À certains égards, ce sont des réflexions du même ordre que suscite l'analyse des enjeux environnementaux. Au cours de l'année dernière, plusieurs manifestations ont eu lieu à ce chapitre. Pour n'en retenir que deux, mentionnons d'abord la manifestation organisée par divers groupes écologistes contre l'importation des déchets domestiques au Québec. Cette manifestation a eu lieu en décembre 1994 devant le Palais de justice de Montréal lors d'audiences en Cour supérieure à propos d'un article du règlement sur les déchets dangereux, qui empêche la compagnie Sanivan d'importer et d'enfouir certains déchets à son site de Saint-Nicéphore près de Drummondville.

Par ailleurs, le groupe Stop est revenu à la charge concernant le projet de la Régie intermunicipale des déchets de l'île de Montréal de construire un méga-incinérateur dans l'est de l'agglomération pour les besoins des villes de la banlieue. La décision du Bureau d'audiences publiques sur l'environnement (BAPE) a été de ne pas approuver le projet dans sa forme actuelle; toutefois, le gouvernement n'avait encore annoncé aucune décision à la fin de l'été 1995 . Le groupe Stop considère que ce projet est incompatible avec une politique de réutilisation, de récupération et de recyclage et demande un rejet définitif de ce projet.

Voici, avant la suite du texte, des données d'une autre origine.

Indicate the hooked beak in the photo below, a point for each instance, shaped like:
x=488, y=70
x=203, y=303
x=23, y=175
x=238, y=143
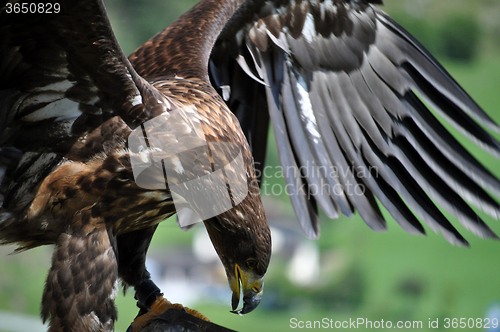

Le fer de lance des régions

Enfin, sur un autre plan, ce sont les régions qui continuent d'être le théâtre de revendications et d'actions collectives. À la suite des États généraux du monde rural qui ont eu lieu en février 1991, une nouvelle sensibilité et une plus grande attention continuent de se manifester à l'égard du Québec rural. Provenant de plusieurs milieux ruraux, les acteurs régionaux ont d'ailleurs convenu de lutter contre l'attentisme. C'est pourquoi, ils ont créé le mouvement Solidarité rurale. Vingt-cinq organismes issus de tous les milieux en font partie: UPA, centrales syndicales, regroupements d'entreprises, mouvements religieux, corporations professionnelles, CLSC, caisses populaires, etc.» (C. Laflamme, «Chasseur de fantômes», Convergences, octobre 1994) Ce mouvement fournit des appuis, entre autres, aux communautés locales qui se mobilisent pour conserver leurs services publics, que ce soit des bureaux de postes ou des écoles primaires. C'est ce que nous avons observé au cours de l'année écoulée alors que des petites communautés comme à Lefebvre ou à Batiscan ont choisi de se battre pour maintenir ouvertes leurs écoles primaires.

Le Québec des régions, qui est aussi très durement touché par la crise budgétaire de l'État, veut s'affirmer davantage. Autant il a joué un rôle important dans le débat référendaire, autant il devra participer de près à l'élaboration des nouveaux compromis nécessaires pour résoudre l'impasse fiscale des gouvernements.